The genes found to be present or absent in L5 based on genome comparisons of the PacBio-sequenced genomes of the three L5 strains with H37Rv were checked for their expected presence or absence in the Illumina-sequenced genomes of L5 strains. Using the position tables produced by the MTBseq pipeline, a gene was considered absent if 95 % of its position in the genome had fewer than eight reads covering them. From these data, a gene presence/absence matrix was generated for Illumina-sequenced genomes of L5 strains mapped to H37Rv and each of the three complete (PacBio-sequenced) genomes of L5 strains. Genes found to be L5-specific (present in complete PacBio- and Illumina-sequenced genomes) were also checked for SNPs in these genes using each of the complete (PacBio-sequenced) genomes of the three L5 strains as a reference. The script used for undertaking this analysis can be found at https://github.com/conmeehan/pathophy.

Calculating the effect of reference genome selection on pairwise SNP distances

Transmission analysis of MTBC strains often involves clustering strains together based on specific SNP cut-offs [38, 59, 60]. We assessed whether the selection of the reference genome (H37Rv, PcbL5Ben, PcbL5Gam or PcbL5Nig) changed the clustering rate of L5 strains. For this we used the non-redundant set of L5 genomes from a previous study on L5 diversity [6], which included the 205 detailed above and a further 145 strains that were closely related to at least 1 of these 205 strains. Additionally, the TB-Profiler online SRA search tool (https://tbdr.lshtm.ac.uk/sra) was used to identify a further 5 isolates that were not in this dataset, resulting in 355 strains being included in this clustering study.
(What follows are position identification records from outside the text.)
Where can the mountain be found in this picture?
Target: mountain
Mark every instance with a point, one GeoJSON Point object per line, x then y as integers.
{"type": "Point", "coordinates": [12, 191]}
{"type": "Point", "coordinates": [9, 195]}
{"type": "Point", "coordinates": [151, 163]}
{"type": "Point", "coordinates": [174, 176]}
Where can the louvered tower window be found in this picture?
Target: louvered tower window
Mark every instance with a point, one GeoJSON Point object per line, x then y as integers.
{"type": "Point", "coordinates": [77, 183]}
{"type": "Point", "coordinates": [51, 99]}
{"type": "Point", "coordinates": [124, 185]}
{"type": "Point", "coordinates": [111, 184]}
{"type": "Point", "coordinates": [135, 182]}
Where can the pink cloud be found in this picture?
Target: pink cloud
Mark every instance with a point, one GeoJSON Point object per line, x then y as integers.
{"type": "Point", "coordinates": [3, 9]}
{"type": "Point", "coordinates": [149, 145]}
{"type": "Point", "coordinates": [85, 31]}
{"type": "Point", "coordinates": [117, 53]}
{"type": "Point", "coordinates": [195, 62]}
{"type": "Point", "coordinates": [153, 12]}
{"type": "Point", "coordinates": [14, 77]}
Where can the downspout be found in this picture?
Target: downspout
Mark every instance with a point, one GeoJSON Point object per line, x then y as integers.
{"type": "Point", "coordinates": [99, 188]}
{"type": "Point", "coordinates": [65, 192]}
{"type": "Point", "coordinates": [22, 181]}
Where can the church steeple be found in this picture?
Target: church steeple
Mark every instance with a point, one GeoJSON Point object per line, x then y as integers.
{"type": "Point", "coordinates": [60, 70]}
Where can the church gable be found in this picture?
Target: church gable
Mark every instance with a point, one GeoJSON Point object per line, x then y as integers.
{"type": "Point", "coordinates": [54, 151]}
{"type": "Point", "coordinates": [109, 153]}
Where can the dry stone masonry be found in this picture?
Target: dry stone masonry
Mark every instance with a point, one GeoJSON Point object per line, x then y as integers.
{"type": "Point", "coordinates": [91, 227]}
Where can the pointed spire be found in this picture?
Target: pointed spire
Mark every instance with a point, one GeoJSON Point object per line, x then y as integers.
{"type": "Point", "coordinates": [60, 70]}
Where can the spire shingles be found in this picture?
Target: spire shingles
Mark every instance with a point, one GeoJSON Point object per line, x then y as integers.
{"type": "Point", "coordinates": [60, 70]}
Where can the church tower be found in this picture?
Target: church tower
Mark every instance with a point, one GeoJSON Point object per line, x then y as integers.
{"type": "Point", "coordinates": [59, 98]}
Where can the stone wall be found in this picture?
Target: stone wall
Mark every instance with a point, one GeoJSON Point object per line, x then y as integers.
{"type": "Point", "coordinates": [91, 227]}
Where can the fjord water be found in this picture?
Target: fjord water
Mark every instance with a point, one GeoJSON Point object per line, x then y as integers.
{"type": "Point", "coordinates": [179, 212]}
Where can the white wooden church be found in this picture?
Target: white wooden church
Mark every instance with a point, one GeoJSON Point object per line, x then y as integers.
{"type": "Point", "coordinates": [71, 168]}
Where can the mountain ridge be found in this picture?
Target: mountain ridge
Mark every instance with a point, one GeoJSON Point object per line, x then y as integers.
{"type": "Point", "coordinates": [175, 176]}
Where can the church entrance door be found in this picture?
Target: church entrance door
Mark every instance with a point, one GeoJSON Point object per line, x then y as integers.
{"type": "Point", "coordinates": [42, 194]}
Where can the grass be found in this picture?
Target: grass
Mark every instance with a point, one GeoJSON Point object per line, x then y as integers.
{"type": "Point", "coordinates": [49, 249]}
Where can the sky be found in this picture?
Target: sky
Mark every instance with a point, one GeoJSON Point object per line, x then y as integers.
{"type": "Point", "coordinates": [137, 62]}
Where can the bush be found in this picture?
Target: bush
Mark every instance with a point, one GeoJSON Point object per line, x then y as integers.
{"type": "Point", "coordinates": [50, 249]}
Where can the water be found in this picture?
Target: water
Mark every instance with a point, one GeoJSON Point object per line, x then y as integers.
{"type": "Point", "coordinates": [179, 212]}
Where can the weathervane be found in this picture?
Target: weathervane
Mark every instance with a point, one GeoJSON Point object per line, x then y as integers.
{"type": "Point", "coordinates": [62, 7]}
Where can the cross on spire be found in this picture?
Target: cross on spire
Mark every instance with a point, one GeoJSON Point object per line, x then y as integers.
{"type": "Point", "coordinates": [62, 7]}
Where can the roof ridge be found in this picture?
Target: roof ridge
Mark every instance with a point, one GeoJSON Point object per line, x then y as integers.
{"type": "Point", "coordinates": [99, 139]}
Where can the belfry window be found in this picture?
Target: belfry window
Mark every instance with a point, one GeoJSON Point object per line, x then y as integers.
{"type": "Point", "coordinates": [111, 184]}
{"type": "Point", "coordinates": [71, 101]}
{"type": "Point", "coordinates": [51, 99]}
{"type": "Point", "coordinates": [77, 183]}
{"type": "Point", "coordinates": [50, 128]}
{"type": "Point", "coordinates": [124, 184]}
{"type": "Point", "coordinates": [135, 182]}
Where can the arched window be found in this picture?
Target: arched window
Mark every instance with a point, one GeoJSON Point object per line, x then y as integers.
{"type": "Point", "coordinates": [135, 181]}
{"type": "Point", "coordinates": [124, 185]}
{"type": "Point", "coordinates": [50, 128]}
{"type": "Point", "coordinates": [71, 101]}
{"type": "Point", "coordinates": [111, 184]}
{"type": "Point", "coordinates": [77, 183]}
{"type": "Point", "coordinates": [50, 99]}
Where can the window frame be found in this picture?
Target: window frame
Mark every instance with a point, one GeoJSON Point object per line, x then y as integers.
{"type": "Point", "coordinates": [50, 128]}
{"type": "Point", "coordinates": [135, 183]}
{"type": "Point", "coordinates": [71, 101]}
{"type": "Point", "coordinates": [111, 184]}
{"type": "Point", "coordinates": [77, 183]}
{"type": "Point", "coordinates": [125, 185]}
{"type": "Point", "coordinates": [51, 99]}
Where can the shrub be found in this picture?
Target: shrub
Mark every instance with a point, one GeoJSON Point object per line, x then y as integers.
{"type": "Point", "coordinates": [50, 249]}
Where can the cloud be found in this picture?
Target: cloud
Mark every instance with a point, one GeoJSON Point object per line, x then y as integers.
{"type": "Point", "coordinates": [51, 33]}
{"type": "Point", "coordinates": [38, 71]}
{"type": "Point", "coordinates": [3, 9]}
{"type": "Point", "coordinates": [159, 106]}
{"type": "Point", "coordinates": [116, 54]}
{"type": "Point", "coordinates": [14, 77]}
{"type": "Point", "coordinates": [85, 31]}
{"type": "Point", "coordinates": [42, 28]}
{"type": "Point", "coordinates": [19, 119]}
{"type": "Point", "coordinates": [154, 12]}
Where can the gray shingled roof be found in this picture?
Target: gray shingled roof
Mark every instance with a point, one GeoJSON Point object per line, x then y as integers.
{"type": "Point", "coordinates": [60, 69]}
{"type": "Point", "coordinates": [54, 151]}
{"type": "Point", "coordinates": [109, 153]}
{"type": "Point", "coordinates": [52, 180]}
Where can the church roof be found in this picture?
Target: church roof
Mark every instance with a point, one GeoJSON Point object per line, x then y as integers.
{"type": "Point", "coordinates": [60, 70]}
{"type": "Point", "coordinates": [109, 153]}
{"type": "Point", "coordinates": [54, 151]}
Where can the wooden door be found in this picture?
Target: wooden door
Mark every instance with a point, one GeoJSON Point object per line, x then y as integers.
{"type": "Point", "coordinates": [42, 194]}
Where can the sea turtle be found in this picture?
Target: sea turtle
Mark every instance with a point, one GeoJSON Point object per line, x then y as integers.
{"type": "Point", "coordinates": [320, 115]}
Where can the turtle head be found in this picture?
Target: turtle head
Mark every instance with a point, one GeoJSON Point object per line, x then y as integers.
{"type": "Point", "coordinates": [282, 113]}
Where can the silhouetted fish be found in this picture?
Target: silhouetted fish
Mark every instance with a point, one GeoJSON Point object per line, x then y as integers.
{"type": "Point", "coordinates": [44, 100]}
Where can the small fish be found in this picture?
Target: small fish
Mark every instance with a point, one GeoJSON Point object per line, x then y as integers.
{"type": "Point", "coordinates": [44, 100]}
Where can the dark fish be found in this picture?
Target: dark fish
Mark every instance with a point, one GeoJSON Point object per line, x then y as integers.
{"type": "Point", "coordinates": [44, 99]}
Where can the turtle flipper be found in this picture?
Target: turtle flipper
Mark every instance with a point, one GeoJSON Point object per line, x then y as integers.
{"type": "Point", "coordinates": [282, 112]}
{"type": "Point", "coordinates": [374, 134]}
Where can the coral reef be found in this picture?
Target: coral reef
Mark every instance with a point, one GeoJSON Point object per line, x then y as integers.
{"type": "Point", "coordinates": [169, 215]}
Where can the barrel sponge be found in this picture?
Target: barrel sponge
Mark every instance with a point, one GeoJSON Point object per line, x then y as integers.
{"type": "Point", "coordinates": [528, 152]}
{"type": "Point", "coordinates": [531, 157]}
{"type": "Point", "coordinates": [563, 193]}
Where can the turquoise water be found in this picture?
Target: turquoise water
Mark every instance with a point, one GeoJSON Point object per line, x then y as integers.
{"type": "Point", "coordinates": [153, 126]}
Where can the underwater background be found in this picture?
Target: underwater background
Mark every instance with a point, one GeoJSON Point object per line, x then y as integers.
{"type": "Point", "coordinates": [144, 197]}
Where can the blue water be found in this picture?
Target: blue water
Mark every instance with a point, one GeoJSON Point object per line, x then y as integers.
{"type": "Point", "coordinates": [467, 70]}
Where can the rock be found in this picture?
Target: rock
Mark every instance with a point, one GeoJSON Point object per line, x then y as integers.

SNP alignments of the Illumina-sequenced genomes were created by first mapping to each of the four reference genomes (H37Rv and three PcbL5). The Amend function of MTBseq does this automatically for H37Rv, including masking of repetitive regions, accounting for 10 % of the genome [40], and exclusion of columns with 95 % ambiguous calls. To undertake this for the reference genomes from the three L5 strains, repetitive regions were first determined from the annotations of the genes. All genes whose description contained one of the following words was excluded: integrase, PE family, PE-PGRS, phage, transposase. SNP alignments were then created using MTBseq as done for H37Rv. Pairwise distance matrices, one for each alignment based on each reference genome, were created using a Python script that can be found at https://github.com/conmeehan/pathophy. Loose transmission clusters were created from these matrices at a cut-off of 1, 5 and 12 SNPs, as described previously [59]. Clustering rates and the presence of a strain in a transmission cluster was then compared across the four reference genome mapping approaches.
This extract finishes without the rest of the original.